UTK - Math 171 - Alexiades
** Floating Point Numbers - Roundoff **

** Machine numbers **

There are **finitely many** floating point numbers on any computer.
They are NOT evenly spaced (same # between consecutive powers of 2)
so spread out further and further apart.
Any given real number x must be approximated by a nearest
machine number, fl(x), resulting in ** roundoff error**.

** *** Important consequencies:*

1. There is an inherent error in representing real numbers,
called ** round-off**.

2. Machine arithmetic is not necessarily commutative,
i.e. **the order of operations may affect the result!**

3. ** Loss of significant digits in arithmetic** may occur:

• * unbalanced addition:*
when adding a very small to a very large real number

• * subtractive cancellation:*
when subtracting nearly equal reals

• * unbalanced multiplication:*
when nultiplying by a very small number
(or dividing by a very large number).

4. Number of decimal digits that can be trusted:
up to 7 in single precision, up to 15 in double precision.

5. Should NEVER ask for equality of computed real numbers,
use * if( abs(a − b) ≤ TOL )* , for some TOLerance

( with TOL no smaller than 1.e-15, for double precision )

** Machine epsilon ε**
**ε**_{mach} is the smallest positive number such that ** 1+ε**_{mach} > 1
ε_{mach} = 2^{−p} , p=precision = # of bits in mantissa.
In double precision, p=53, so ε_{mach} = 2^{−53} ≈ 10^{−15}
For any real x, ** fl(x) = x(1 + ε)**,
so ** ε = (fl(x)−x)/x**
= *relative error in representing x by fl(x)*,
with **ε ≤ ε**_{mach}
Thus, the * absolute error * in representing x by fl(x)
is ** roundoff = fl(x)−x = εx ** ,
so it is proportional to x .

So, the larger the number the larger the roundoff error!
In Matlab: **eps(x)** gives the machine number nearest to x
for that computer.

** eps(1) ** or just ** eps** gives ε_{mach} itself.
For example: eps(1) = 2.2204e-16 , eps(100) = 1.4211e-14 ,
eps(1000) = 1.1369e-13 , eps(1.e6) = 1.1642e-10 , ...

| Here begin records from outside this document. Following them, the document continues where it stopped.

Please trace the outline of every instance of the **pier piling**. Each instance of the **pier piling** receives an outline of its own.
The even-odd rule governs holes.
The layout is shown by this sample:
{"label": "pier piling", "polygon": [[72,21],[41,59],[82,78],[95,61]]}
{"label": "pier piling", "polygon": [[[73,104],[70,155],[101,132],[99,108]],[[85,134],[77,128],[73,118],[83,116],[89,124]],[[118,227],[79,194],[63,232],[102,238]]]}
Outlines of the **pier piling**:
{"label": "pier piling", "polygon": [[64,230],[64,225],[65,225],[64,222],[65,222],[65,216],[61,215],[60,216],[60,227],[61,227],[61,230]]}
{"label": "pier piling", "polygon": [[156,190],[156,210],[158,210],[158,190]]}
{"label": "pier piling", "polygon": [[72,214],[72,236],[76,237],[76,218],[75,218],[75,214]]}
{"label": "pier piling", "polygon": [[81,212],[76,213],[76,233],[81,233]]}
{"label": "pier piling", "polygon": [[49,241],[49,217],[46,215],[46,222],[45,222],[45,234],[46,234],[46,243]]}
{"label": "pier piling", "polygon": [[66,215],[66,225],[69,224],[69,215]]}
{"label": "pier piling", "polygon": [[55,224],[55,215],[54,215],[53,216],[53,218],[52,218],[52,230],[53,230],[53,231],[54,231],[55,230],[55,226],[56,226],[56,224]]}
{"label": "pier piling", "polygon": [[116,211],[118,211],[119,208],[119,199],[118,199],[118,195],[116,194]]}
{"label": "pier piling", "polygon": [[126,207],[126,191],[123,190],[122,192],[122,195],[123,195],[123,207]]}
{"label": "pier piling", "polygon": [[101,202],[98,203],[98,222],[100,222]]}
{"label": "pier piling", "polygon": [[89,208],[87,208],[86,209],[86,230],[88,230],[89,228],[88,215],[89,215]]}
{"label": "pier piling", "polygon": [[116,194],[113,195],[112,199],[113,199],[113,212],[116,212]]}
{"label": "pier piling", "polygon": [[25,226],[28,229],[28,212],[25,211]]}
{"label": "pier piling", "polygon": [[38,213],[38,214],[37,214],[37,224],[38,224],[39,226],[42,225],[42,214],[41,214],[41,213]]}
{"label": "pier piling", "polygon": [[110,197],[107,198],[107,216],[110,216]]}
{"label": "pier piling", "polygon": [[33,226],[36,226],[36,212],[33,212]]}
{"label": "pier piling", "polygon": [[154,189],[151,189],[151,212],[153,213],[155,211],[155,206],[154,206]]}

losing more and more accuracy...
For example: 1+eps == 1 gives false, 1+eps/2 == 1 gives true

So, any (positive) number less than ε is effectively zero
in computation!

** Some suggestions **
Guard against loss of digits,
(subtraction of nearly equal numbers,
multiplying by very small number, etc)

Try to re-write the expression somehow...
The quadratic formula is subject to loss of significant digits
when 0 < 4ac << b^{2} (much less than)

A safe way to find roots of a quadratic:
q = −( b + sign(b)√(b^{2}−4ac) ) / 2 ,
then x_{1} = q/a , x_{2} = c / q
Always evaluate polynomials in nested form:
saves operations and may reduce roundoff.

e.g. ax^{2} + bx + c = c + x*(b+a*x) ,
e.g. ax^{3} + bx^{2} + cx + d = d + x*(c+x*(b+a*x)) , etc
Enter very big and very small numbers in scientific notation:
e.g. 3.14e6 , 3.14e-6
Print very big and very small numbers with '%e' formating.